The result was declining live cattle prices, even as the boxed beef cutouts began to soar. Live cattle prices (basis a five-area steer) averaged US$119.31 per cwt live the last week of March. The average fell it a low of US$96.69 per cwt live the week ended April 25. Prices are now back to US$117-120.
Meanwhile, USDA’s weekly comprehensive boxed beef report showed that the comprehensive cutout (cuts, grinds and trim) took off the week of April 24 when it averaged US$250.19 per cwt.
It had sky-rocked to an average US$421.80 per cwt the week ended May 15. The Choice cutout took the same trajectory but was about US$50 per cwt lower than the peak in daily values. That showed that daily values did not reflect the price of the majority of Choice beef sold.
Mandatory price reporting
The reporting of daily and weekly wholesale beef prices is one of the US industry’s greatest strengths. Mandatory price reporting requires packers to tell USDA what they have paid for live cattle and what they have sold beef for. Only distressed sale or products beyond a certain age are allowed to be excluded.
The daily boxed beef reports list the average prices of the seven major beef primals and dozens of individual cuts. USDA also reports daily the prices of 16 different grinds and two bull beef products.
These are all incorporated into USDA’s weekly report, which reports the average of the seven primals cuts, but not the grinds. The weekly report encompasses more transaction types than the daily report and, importantly, reports total volume sold, which is always far above the daily five-day total.
USDA also breaks out sales into four types, which gives insights into the flow of beef to the market. The types are negotiated sales delivered in 0-21 days, negotiated sales 22-plus days, formula sales and forward contract sales.

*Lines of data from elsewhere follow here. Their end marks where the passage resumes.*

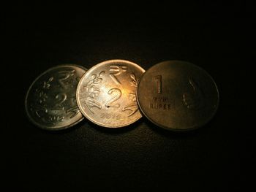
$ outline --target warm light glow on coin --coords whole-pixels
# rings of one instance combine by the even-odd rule
[[[211,76],[188,62],[157,64],[141,77],[137,99],[143,113],[159,126],[173,131],[205,125],[216,112],[219,93]]]

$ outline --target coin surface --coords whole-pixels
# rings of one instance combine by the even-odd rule
[[[69,128],[83,120],[75,93],[86,69],[71,64],[49,69],[30,86],[25,108],[30,120],[48,130]]]
[[[141,77],[137,99],[152,123],[173,131],[194,129],[214,116],[219,104],[217,87],[201,68],[185,61],[157,64]]]
[[[110,60],[91,68],[81,78],[77,101],[81,112],[104,127],[128,126],[141,118],[136,100],[138,79],[145,70],[125,60]]]

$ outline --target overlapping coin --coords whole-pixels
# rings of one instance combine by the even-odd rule
[[[167,129],[185,131],[205,125],[215,114],[219,93],[214,80],[188,62],[159,63],[141,77],[137,97],[141,111]]]
[[[40,74],[30,86],[25,108],[30,120],[48,130],[69,128],[83,117],[75,93],[80,77],[87,71],[75,65],[60,65]]]
[[[136,100],[144,69],[125,60],[110,60],[91,68],[81,78],[77,101],[81,112],[104,127],[128,126],[141,118]]]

Not surprisingly, May 7 saw far more sales in the first category than normal, 36pc of total sales versus a normal level of about 25pc. Formula sales were somewhat higher than normal at 54pc to 57pc.The big decline came in both categories of forward sales. They bottomed at 7.9pc of the total in mid-May. Their normal share is 15-20pc.

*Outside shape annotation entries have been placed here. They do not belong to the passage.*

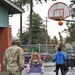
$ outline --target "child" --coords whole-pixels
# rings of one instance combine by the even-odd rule
[[[32,53],[30,62],[26,67],[26,71],[29,75],[41,75],[44,73],[43,63],[37,52]]]

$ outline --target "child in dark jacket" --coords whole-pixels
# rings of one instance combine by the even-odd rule
[[[44,73],[43,63],[37,52],[32,54],[30,62],[26,67],[26,71],[29,75],[41,75]]]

The sales breakdown indicates that frantic retailers trying to replenish their cleaned-out meat cases were prepared to pay any price for beef for immediate ship. Compounding this was that weekly beef production had steadily declined through April. An uptick in food service beef buying meant even more competition for reduced beef supplies.
The result was the perfect storm of demand exceeding supply.
This and lower live cattle prices allowed packers to enjoy record operating margins, in spite of higher operating costs.
Should packers have shared more of their margins? They did share some by giving suppliers retrospective premiums, then putting a floor price in the market.
I must add that in 2014-15 when live cattle prices and feeding margins reached new record highs and packers lost money, no one suggested that cattle feeders should share their profits.
As much as Australian packers would like this to happen right now – given their current cattle supply challenge caused by drought – they also know how the market operates, and would never ask producers to give up any of their margins.